El torero de los maratones

PABLO GARCÍA-MANCHA
El torero de los maratones

Aveces, cuando pienso en mi etapa como torero, veo a otra persona; casi no me acuerdo de aquel chaval que lo sacrificó todo para torear, parece como si fuera otro», confiesa José Antonio Pérez Vitoria, el introvertido y a veces misterioso diestro calagurritano que se retiró en 1997, «triste y decepcionado con demasiadas cosas» y que decidió reiniciar su vida con un trabajo «más normal», una familia y una pasión que siempre había latido en su corazón, el atletismo: «Me había gustado correr desde niño y ahora hasta compito con afán de divertirme en maratones, fondo y cosas así», sonríe a sabiendas de que su estampa a la carrera es más que conocida por casi todos sus vecinos. «Mira, ahí va el torero de los maratones», dicen al verle trotando por avenidas y callejuelas.

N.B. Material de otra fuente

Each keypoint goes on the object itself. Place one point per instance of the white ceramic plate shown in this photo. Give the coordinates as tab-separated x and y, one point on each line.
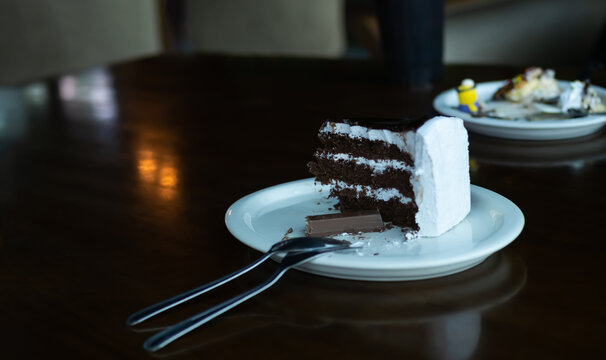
264	217
446	104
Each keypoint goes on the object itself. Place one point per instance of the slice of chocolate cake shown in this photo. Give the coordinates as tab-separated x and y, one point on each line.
415	172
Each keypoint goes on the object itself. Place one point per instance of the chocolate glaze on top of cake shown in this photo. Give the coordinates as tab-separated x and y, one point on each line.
392	124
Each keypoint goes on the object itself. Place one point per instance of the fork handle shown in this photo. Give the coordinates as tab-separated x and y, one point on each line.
164	305
168	335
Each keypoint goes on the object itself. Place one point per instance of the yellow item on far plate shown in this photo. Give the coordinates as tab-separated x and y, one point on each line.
468	99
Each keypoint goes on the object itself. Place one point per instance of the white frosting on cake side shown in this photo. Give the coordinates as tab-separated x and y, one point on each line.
441	178
440	175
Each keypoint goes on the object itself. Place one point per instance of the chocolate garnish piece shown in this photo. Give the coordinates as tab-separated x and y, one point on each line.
351	222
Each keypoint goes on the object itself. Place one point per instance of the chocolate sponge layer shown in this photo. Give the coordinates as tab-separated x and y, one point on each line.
374	150
327	169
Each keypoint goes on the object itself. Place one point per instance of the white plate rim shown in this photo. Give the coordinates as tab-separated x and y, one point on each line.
513	223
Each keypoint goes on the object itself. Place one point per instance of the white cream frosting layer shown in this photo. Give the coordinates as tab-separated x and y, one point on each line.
378	166
361	132
441	182
440	176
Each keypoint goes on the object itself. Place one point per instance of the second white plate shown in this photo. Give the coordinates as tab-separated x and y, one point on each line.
446	103
262	218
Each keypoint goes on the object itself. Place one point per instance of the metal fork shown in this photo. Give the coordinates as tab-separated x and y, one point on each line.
290	245
168	335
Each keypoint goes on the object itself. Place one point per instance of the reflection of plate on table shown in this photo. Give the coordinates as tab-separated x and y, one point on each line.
548	129
567	152
489	284
262	218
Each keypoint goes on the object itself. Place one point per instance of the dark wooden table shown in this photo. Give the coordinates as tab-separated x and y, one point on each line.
114	185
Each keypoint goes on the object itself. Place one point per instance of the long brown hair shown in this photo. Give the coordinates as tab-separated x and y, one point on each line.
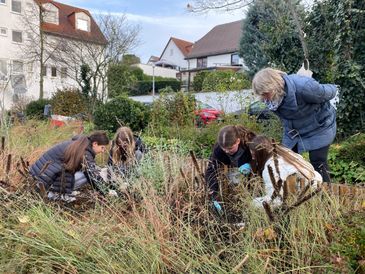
74	153
123	146
262	148
228	135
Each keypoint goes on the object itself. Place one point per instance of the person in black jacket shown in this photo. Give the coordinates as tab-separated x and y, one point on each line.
126	151
230	150
71	164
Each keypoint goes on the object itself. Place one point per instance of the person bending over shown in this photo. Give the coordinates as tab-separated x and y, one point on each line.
69	165
303	105
230	150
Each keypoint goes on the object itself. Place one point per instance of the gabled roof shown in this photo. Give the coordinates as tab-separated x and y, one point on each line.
221	39
184	46
153	59
66	27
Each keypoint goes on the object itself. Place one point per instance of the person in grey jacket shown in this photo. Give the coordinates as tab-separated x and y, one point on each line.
303	105
71	164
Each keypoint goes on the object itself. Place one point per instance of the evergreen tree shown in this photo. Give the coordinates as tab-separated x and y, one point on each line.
270	36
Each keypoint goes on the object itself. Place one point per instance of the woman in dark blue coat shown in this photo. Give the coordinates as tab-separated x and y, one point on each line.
70	164
303	105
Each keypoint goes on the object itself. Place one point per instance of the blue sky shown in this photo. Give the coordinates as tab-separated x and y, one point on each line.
159	20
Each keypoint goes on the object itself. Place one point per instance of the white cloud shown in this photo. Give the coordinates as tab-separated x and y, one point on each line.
157	30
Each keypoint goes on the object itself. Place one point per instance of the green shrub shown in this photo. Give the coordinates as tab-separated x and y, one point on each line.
223	80
199	79
347	160
172	110
35	108
69	102
122	78
121	111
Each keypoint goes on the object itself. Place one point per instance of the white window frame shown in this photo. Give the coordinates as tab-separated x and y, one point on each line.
6	72
30	67
51	17
44	72
6	31
12	36
82	25
17	71
17	12
54	70
63	73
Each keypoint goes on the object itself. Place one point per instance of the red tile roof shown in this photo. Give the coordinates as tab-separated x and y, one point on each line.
66	27
184	46
219	40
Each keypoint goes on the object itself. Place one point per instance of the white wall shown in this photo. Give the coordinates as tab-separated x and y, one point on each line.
173	54
10	51
215	61
159	71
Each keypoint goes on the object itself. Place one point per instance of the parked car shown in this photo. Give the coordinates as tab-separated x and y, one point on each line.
206	114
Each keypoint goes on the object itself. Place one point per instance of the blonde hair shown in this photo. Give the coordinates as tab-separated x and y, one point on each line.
123	146
269	80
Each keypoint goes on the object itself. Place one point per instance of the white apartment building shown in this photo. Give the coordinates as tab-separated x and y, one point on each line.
68	35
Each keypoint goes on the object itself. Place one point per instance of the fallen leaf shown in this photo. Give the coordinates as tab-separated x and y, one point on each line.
23	219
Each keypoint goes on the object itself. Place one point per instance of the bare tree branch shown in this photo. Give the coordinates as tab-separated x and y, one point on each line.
201	6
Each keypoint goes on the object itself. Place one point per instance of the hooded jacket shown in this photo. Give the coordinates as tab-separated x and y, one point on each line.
308	118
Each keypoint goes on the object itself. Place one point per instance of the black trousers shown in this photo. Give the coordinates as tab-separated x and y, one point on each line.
318	159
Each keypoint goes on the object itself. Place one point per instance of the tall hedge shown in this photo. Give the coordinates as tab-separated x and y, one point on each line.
35	109
225	80
69	102
145	87
121	111
122	78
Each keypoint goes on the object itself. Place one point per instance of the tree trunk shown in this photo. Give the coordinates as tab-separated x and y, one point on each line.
41	36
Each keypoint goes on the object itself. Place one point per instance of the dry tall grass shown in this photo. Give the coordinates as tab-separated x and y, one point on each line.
162	224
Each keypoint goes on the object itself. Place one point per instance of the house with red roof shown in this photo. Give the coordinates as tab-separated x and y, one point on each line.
174	54
217	50
62	26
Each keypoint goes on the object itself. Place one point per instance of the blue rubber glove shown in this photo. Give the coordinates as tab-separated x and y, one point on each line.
245	169
218	207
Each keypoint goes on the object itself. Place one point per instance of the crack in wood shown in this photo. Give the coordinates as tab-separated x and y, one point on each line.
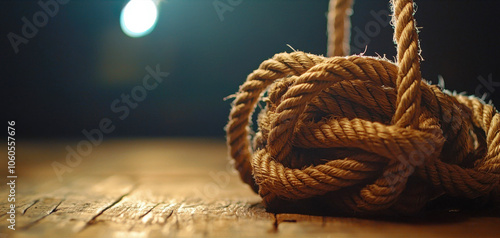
29	206
93	219
148	211
27	226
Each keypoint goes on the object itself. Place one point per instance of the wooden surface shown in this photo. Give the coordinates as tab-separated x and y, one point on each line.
179	188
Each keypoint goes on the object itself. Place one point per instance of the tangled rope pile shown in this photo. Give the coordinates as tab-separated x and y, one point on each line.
361	134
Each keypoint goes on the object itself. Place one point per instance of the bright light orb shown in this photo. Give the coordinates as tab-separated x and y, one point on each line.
138	17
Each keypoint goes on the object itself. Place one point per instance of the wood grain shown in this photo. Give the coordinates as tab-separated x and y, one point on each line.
181	188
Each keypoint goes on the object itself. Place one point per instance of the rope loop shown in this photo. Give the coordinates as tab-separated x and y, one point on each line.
360	134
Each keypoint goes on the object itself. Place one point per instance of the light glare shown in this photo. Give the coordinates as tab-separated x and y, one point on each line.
138	17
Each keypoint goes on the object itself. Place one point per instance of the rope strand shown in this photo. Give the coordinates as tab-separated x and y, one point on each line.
361	135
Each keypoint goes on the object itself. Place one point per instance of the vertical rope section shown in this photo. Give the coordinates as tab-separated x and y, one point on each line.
408	50
358	134
339	27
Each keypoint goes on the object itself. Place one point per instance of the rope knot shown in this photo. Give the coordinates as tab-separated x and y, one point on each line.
361	134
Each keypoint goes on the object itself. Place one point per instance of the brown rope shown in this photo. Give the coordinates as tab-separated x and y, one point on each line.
339	26
362	134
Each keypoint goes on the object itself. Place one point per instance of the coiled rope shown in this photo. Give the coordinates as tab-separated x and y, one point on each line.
361	134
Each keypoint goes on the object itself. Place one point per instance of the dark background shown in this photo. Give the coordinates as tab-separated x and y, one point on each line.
66	77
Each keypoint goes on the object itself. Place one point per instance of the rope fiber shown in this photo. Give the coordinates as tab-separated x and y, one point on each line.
359	134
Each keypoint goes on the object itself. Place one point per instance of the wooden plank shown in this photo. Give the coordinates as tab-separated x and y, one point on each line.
77	206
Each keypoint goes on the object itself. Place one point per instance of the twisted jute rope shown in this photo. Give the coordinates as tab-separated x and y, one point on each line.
361	134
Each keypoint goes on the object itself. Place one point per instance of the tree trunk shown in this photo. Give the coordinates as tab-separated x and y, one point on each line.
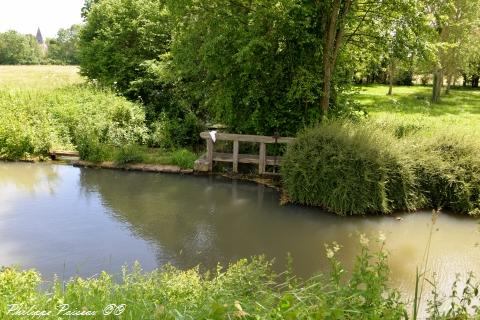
391	74
327	83
449	83
475	80
437	85
335	27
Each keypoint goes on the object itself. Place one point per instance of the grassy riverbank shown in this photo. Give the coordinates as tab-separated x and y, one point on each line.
244	290
45	108
406	155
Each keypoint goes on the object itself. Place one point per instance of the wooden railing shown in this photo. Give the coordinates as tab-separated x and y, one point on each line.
261	159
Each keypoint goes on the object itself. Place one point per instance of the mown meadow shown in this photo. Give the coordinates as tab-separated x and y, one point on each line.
45	108
406	154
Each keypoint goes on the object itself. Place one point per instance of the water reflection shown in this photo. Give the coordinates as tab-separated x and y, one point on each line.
103	218
33	178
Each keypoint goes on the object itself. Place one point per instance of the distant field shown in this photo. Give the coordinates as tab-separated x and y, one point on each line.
459	111
38	77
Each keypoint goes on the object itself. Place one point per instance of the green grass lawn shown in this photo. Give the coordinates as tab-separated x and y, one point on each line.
38	77
459	111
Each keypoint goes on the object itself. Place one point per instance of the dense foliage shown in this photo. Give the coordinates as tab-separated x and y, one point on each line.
367	168
246	289
63	49
349	170
16	48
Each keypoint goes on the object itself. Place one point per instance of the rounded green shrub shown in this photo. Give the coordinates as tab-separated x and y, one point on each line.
448	170
349	169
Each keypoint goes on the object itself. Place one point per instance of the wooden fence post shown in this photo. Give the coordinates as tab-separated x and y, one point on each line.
235	156
262	158
210	154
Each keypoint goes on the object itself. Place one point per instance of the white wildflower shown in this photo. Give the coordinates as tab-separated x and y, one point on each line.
364	240
382	237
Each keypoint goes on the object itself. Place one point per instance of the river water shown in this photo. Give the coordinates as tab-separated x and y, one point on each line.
69	221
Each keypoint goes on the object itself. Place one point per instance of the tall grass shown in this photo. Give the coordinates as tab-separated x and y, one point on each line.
380	166
246	289
34	121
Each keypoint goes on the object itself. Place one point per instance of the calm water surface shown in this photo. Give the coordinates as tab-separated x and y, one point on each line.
69	221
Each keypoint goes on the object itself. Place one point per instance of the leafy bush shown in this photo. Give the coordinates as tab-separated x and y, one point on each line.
129	154
183	158
170	131
448	170
349	169
91	149
32	122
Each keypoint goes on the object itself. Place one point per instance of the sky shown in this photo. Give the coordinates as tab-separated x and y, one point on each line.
25	16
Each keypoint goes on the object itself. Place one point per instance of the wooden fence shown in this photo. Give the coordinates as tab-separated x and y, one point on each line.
205	163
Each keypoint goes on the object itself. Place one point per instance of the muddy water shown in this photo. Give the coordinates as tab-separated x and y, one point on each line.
69	221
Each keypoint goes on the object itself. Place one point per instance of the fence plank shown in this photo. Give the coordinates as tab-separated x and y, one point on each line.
210	153
235	156
262	158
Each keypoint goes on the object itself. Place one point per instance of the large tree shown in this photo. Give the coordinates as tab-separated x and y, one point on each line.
63	49
453	22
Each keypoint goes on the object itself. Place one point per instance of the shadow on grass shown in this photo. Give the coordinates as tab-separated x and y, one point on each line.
417	100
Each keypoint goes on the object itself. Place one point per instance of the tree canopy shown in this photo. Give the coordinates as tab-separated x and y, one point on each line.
263	67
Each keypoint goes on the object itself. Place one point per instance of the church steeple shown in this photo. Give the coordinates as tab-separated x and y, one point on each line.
39	37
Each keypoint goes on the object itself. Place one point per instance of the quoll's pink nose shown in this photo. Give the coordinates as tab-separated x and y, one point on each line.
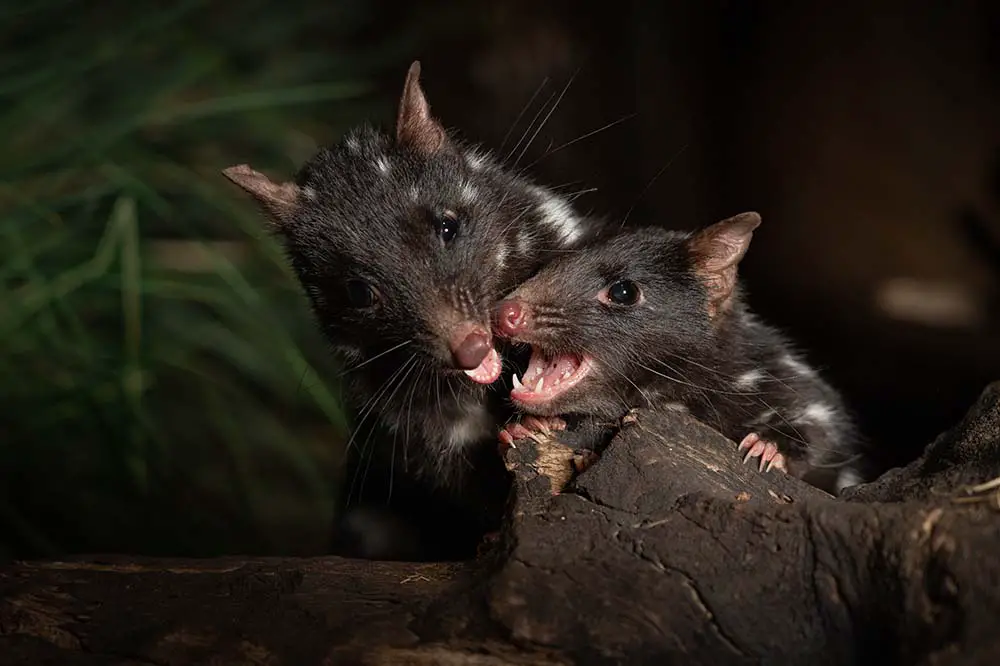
468	351
511	317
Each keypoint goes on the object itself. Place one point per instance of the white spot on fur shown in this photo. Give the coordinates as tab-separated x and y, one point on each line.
472	427
475	160
502	256
558	214
350	354
848	477
749	379
469	193
818	413
797	366
766	416
524	243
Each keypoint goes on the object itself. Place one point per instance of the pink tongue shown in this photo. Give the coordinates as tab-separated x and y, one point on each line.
488	370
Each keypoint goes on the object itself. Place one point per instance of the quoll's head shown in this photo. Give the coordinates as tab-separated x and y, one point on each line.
602	322
404	241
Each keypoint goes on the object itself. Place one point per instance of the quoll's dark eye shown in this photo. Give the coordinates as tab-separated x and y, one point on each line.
360	294
624	292
447	225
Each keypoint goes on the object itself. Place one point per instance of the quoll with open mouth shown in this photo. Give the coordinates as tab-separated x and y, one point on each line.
655	318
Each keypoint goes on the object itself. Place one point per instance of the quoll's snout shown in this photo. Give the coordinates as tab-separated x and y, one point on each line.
470	346
512	318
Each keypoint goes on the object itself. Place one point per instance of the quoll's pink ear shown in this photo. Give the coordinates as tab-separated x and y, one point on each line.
279	200
717	251
415	127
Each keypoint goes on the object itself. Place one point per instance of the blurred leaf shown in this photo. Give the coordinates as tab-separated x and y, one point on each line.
145	408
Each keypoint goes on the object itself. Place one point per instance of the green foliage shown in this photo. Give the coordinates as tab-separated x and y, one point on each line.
163	387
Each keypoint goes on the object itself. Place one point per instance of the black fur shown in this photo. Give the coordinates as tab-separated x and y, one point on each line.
367	211
667	350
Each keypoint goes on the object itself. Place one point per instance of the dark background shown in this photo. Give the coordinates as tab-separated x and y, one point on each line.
162	388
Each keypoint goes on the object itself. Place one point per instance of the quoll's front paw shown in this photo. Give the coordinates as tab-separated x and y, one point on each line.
767	451
530	427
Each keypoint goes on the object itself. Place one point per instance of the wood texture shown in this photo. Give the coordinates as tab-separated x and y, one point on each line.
666	550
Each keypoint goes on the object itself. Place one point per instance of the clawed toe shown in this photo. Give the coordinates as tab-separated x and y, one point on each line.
767	451
530	427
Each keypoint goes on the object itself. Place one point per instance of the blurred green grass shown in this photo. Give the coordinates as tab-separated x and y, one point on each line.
163	387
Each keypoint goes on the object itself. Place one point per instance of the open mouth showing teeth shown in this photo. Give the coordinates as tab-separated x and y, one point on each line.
549	377
488	371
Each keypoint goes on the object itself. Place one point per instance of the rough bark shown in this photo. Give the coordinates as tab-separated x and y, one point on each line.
667	549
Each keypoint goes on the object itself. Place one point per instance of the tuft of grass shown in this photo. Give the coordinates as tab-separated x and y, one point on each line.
163	388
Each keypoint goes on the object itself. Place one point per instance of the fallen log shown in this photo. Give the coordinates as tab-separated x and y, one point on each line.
666	550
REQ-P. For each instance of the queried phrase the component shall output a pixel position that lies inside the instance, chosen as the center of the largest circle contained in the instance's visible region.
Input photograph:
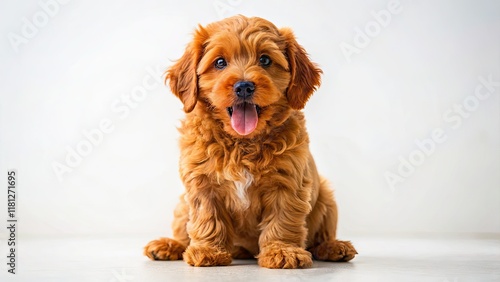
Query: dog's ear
(305, 75)
(182, 75)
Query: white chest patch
(241, 188)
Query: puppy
(252, 188)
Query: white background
(364, 119)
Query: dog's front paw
(206, 256)
(164, 249)
(334, 251)
(278, 255)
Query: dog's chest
(241, 189)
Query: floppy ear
(305, 75)
(182, 75)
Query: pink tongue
(244, 119)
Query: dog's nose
(244, 89)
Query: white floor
(453, 260)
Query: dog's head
(246, 71)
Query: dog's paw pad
(284, 256)
(334, 251)
(164, 249)
(206, 256)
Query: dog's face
(248, 73)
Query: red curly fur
(285, 215)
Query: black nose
(244, 89)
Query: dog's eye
(220, 63)
(265, 61)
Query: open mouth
(244, 117)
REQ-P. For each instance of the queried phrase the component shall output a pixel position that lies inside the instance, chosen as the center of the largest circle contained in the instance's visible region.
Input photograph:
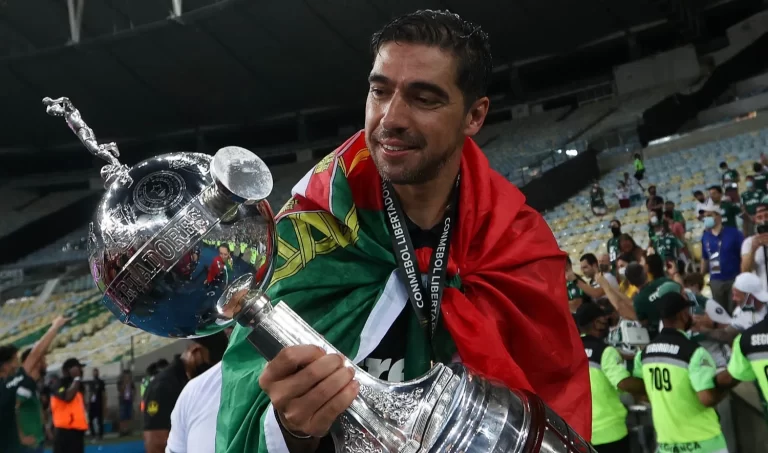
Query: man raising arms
(413, 181)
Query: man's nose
(396, 114)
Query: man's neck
(425, 203)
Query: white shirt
(743, 320)
(759, 266)
(193, 420)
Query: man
(96, 404)
(720, 255)
(12, 373)
(760, 177)
(653, 201)
(68, 410)
(607, 376)
(597, 200)
(426, 99)
(728, 210)
(162, 393)
(613, 243)
(29, 410)
(750, 199)
(679, 379)
(701, 204)
(220, 267)
(669, 207)
(576, 296)
(753, 248)
(749, 361)
(193, 420)
(730, 180)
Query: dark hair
(590, 258)
(161, 363)
(694, 278)
(627, 258)
(448, 31)
(655, 265)
(7, 353)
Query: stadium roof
(140, 69)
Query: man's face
(224, 253)
(415, 116)
(761, 216)
(587, 270)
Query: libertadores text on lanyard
(427, 312)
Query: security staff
(607, 376)
(749, 361)
(68, 410)
(163, 391)
(679, 377)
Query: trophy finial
(114, 171)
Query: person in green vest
(644, 301)
(728, 210)
(607, 378)
(679, 377)
(613, 243)
(750, 198)
(760, 177)
(639, 169)
(749, 362)
(730, 179)
(29, 410)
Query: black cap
(670, 304)
(216, 345)
(72, 362)
(587, 313)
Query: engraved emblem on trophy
(184, 244)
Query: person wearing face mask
(728, 210)
(607, 377)
(162, 393)
(653, 201)
(730, 180)
(613, 243)
(750, 199)
(597, 200)
(720, 255)
(679, 379)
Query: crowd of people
(650, 331)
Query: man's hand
(59, 322)
(759, 241)
(309, 389)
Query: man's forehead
(404, 63)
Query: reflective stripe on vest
(69, 415)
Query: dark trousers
(620, 446)
(68, 441)
(96, 420)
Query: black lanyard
(427, 311)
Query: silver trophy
(184, 244)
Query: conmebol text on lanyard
(405, 254)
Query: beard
(418, 167)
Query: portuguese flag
(504, 312)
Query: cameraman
(753, 248)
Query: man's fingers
(315, 374)
(321, 421)
(323, 392)
(288, 361)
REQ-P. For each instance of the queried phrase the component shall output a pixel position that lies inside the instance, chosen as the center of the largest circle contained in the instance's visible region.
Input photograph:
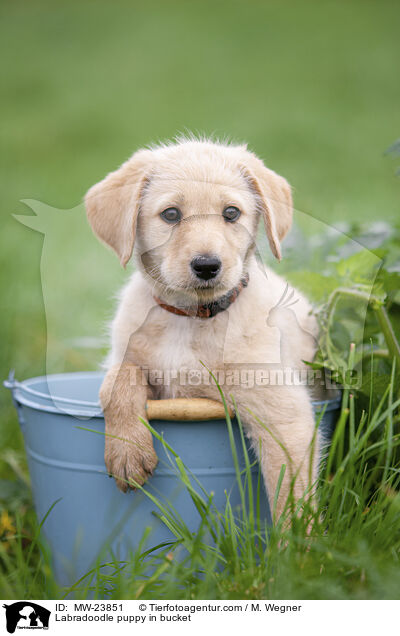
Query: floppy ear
(275, 198)
(112, 206)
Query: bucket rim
(24, 394)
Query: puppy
(200, 299)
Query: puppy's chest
(177, 354)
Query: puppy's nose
(206, 266)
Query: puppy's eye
(171, 215)
(231, 214)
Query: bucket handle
(180, 409)
(11, 383)
(185, 409)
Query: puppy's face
(193, 208)
(196, 224)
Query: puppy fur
(201, 178)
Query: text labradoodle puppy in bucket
(200, 297)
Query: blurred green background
(311, 86)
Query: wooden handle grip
(186, 409)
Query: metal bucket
(66, 466)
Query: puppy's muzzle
(206, 267)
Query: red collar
(208, 310)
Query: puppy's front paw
(132, 460)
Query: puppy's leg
(129, 452)
(283, 433)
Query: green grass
(313, 88)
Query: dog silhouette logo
(26, 615)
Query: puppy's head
(193, 209)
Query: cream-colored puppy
(200, 296)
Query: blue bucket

Pérez Vitoria ingresó en la Escuela Taurina de Calahorra con quince años y allí coincidió con un grupo de muchachos que aspiraba a la gloria, entre los que destacaron tres (algo inaudito en una localidad tan pequeña) que a la postre lograrían tomar la alternativa: Pedro Carra, Víctor García y él mismo, que fue el último en doctorarse: «Fue un desastre porque yo admiraba a Dámaso González o a y me hubiera gustado que uno de los dos me hubiera dado la alternativa, pero todo fue al revés; apenas disfruté de oportunidades y no tuve la ocasión ni de torear en Logroño. Enseguida me di cuenta de que era imposible para mí salir del pozo en el que estaba; torear una o dos corridas por temporada era algo muy difícil de soportar y en cuanto pude me escapé porque el futuro no era algo incierto, era algo realmente imposible y no estaba por la labor de amargarme la vida». A José Antonio no le decepcionó el toro; le falló la gente: «Sentí demasiados vacíos a mi alrededor y me esfumé, así de claro». Cuenta, incluso, que cuando trabajaba en el Balneario de Arnedillo coincidió con el entonces empresario de la plaza de Logroño, Manolo , que había ido a pasar unos días tras una feria matea: «Yo estaba en activo y cuando le vi llegar casi no me lo podía creer; hablé con él y me dijo que en San Mateo siempre ponía a un torero de Calahorra, pero que prefería no meterse en cuál; que eso lo decidía otro. Nadie puede imaginarse cómo me decepcioné».

José Antonio acaba de ser padre y vive totalmente alejado de la tauromaquia: «Si no me hubiera casado a lo mejor sería banderillero, pero no, ahora estoy totalmente fuera. Sufrí mucho, pero me decepcioné mucho más». Dicen las crónicas que era un torero muy serio: «Hay mucha gente que me comenta que le recordaba a José Tomás; no lo sé, yo toreaba como lo sentía por dentro». Y precisamente fue en ese interior suyo donde algo muy íntimo le rompió un novillo de Cortijoliva en Arnedo en 1993, cuando le infirió una brutal cornada en el cuello. «Llevaba -relata- dos años esperando aquella oportunidad, para mí era crucial, y en el primer lance casi me mata. Tengo un sabor muy amargo de aquel trance porque lo pasé muy mal y se me vinieron abajo casi todos los sueños».

Pero no todo es tristeza en sus recuerdos: «Fue alucinante que llenáramos varias veces la plaza de Calahorra Pedro, Víctor y yo, para nosotros era lo máximo. Ahora somos amigos porque hay muchas historias compartidas y le acabo de poner la cocina a Víctor», bromea a la vez que se siente «más que sorprendido» por la pareja que forman Diego Urdiales y su banderillero calagurritano: «Eran dos rebeldes, dos caracteres y ahora han cambiado tanto... Y me quedo asombrado con lo que ha conseguido Urdiales porque nunca se ha venido abajo, tiene un mérito increíble; le admiro».

Y aunque está alejado del toreo, a veces coge en el taller la muleta y se pone a torear. «Eso -subraya- no lo puedo evitar porque está muy dentro de mí».